The fact that we know this shows that the jobless claims numbers as they currently are have the potential to go much higher in the coming months. On a quarterly basis output hour also collapsed, declining 2.9% in Q1, compared to the year before, no doubt as a result of the slowdown in March which eventually resulted in the economy being locked down in the last week of the quarter. It also means that Q2 is likely to see an even bigger fall.
At around the same time the UK government published its latest tariff regime for the post Brexit economy with a plan for around £30bn worth of tariff cuts. This includes keeping tariffs on agricultural products including beef, and maintaining a 10% tariff on cars.
The pound has held up fairly well in spite of the data, and further central bank commentary, this time from MPC member Silvia Tenreyro who was quoted as saying that negative rates had had positive effects in the euro area. This seems an extraordinary statement given the damage the policy has caused to the European banking sector over the past few years. Whatever it is they are putting in the coffee over at Threadneedle Street, it must be really strong.
European car sales also saw another horror show in April with a record decline of 76.3%, an even bigger decline from the 55.3% in March.
In company news Imperial Brands announced their latest half year numbers for 2020, which while in line with expectations, has seen management decide to reduce the dividend, sending the shares lower in early trade.
Operating profits showed a decline of 19.6% to £925m, largely as a result of costs associated with the sale of the Premium Cigar Division, a goodwill impairment, and higher restructuring costs.
Total revenues were slightly higher, as the company slightly increased its market share. The company said that Covid-19 has had minimal impact thus far on the overall business, but this was expected to change in the second half of the year, and as such management have decided to reduce the dividend, in order to accelerate debt reduction and strengthen the balance sheet.
Chilean copper miner Antofagasta announced that it was revising its recommendation over its final dividend, as a result of rising Covid-19 cases in Chile, and the quarantine imposed by the Chilean government over much of Santiago.

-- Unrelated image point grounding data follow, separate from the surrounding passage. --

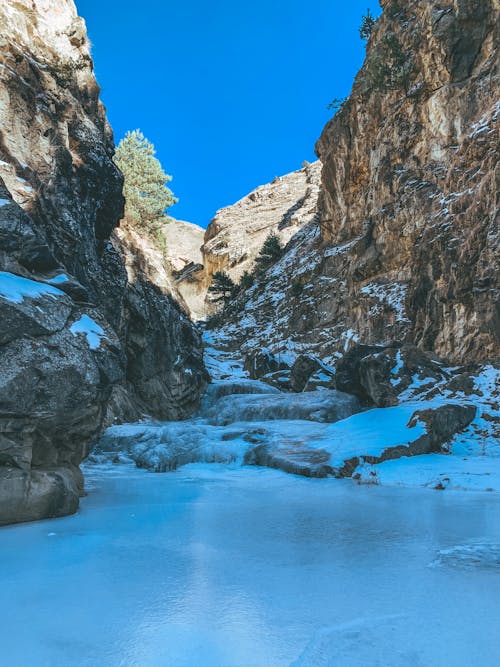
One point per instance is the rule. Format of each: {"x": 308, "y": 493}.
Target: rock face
{"x": 235, "y": 236}
{"x": 184, "y": 241}
{"x": 81, "y": 341}
{"x": 407, "y": 244}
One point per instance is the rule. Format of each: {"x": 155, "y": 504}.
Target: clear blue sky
{"x": 231, "y": 93}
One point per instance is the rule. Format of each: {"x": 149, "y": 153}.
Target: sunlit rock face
{"x": 410, "y": 171}
{"x": 61, "y": 198}
{"x": 407, "y": 244}
{"x": 235, "y": 236}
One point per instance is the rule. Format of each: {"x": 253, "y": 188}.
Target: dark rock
{"x": 348, "y": 370}
{"x": 279, "y": 379}
{"x": 304, "y": 461}
{"x": 378, "y": 375}
{"x": 304, "y": 366}
{"x": 57, "y": 390}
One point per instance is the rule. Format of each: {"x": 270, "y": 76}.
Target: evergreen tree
{"x": 271, "y": 251}
{"x": 222, "y": 287}
{"x": 367, "y": 25}
{"x": 147, "y": 196}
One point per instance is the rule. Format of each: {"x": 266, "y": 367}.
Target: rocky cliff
{"x": 82, "y": 340}
{"x": 405, "y": 246}
{"x": 235, "y": 236}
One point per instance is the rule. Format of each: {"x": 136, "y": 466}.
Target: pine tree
{"x": 367, "y": 25}
{"x": 222, "y": 287}
{"x": 147, "y": 196}
{"x": 271, "y": 251}
{"x": 246, "y": 281}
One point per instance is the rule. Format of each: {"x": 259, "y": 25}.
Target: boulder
{"x": 262, "y": 362}
{"x": 377, "y": 375}
{"x": 441, "y": 424}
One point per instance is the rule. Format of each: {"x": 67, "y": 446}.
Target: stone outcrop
{"x": 235, "y": 236}
{"x": 184, "y": 258}
{"x": 407, "y": 244}
{"x": 84, "y": 342}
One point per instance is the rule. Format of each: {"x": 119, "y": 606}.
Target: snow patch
{"x": 15, "y": 289}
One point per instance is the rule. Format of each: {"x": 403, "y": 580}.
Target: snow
{"x": 90, "y": 329}
{"x": 229, "y": 567}
{"x": 15, "y": 288}
{"x": 58, "y": 280}
{"x": 436, "y": 471}
{"x": 370, "y": 433}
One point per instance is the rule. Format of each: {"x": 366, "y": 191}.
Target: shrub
{"x": 271, "y": 251}
{"x": 367, "y": 24}
{"x": 222, "y": 288}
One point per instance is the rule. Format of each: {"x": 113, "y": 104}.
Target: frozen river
{"x": 220, "y": 566}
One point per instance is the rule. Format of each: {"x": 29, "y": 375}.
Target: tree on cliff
{"x": 222, "y": 287}
{"x": 147, "y": 196}
{"x": 271, "y": 251}
{"x": 367, "y": 24}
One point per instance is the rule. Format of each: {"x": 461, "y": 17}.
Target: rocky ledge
{"x": 81, "y": 343}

The decision has been taken to reduce its final dividend of 7.1p a share.
Airline and travel stocks have picked up where they left off yesterday with more strong gains this morning with British Airways owner IAG having another good session, it is up 20% this week already, followed by Easyjet which is also up over 20% since last Thursday.
With equity markets in Asia and Europe getting caught up in all this exuberance US markets are still looking at a positive open, however they could well find their progress tempered by similar upside barriers, as they look to retest their previous peaks as well as the 200-day MA, which has tempered previous rebounds.
Moderna’s vaccine may well be yielding positive results, amongst many others, but it still remains well short of a viable large-scale solution, and as such any setbacks on the vaccine front could see recent stock market gains start to unravel.
On the earnings front we’ll also get to hear from Walmart, one of the few US retailers able to take on Amazon. Walmart saw its shares hit record highs in April, before slipping back a touch, though it is still close to the levels it closed at towards the end of 2019. It has proved to be remarkably resilient to the disruption caused by the spread of coronavirus, with its Mexico unit seeing a 15.4% rise in its first quarter profits, at the end of April. As one of the US’s biggest retailers it is likely to have been hit by the various shutdowns seen across its store real estate, and while its on-line operations are on a par with Amazon, its profit margins are much thinner. Furthermore, staff costs are likely to be higher due to sickness, as we’ve seen from similar retailers that have performed well due to their positions as grocery retailers, as well as general retailers. Profits are expected to come in at $1.158c a share.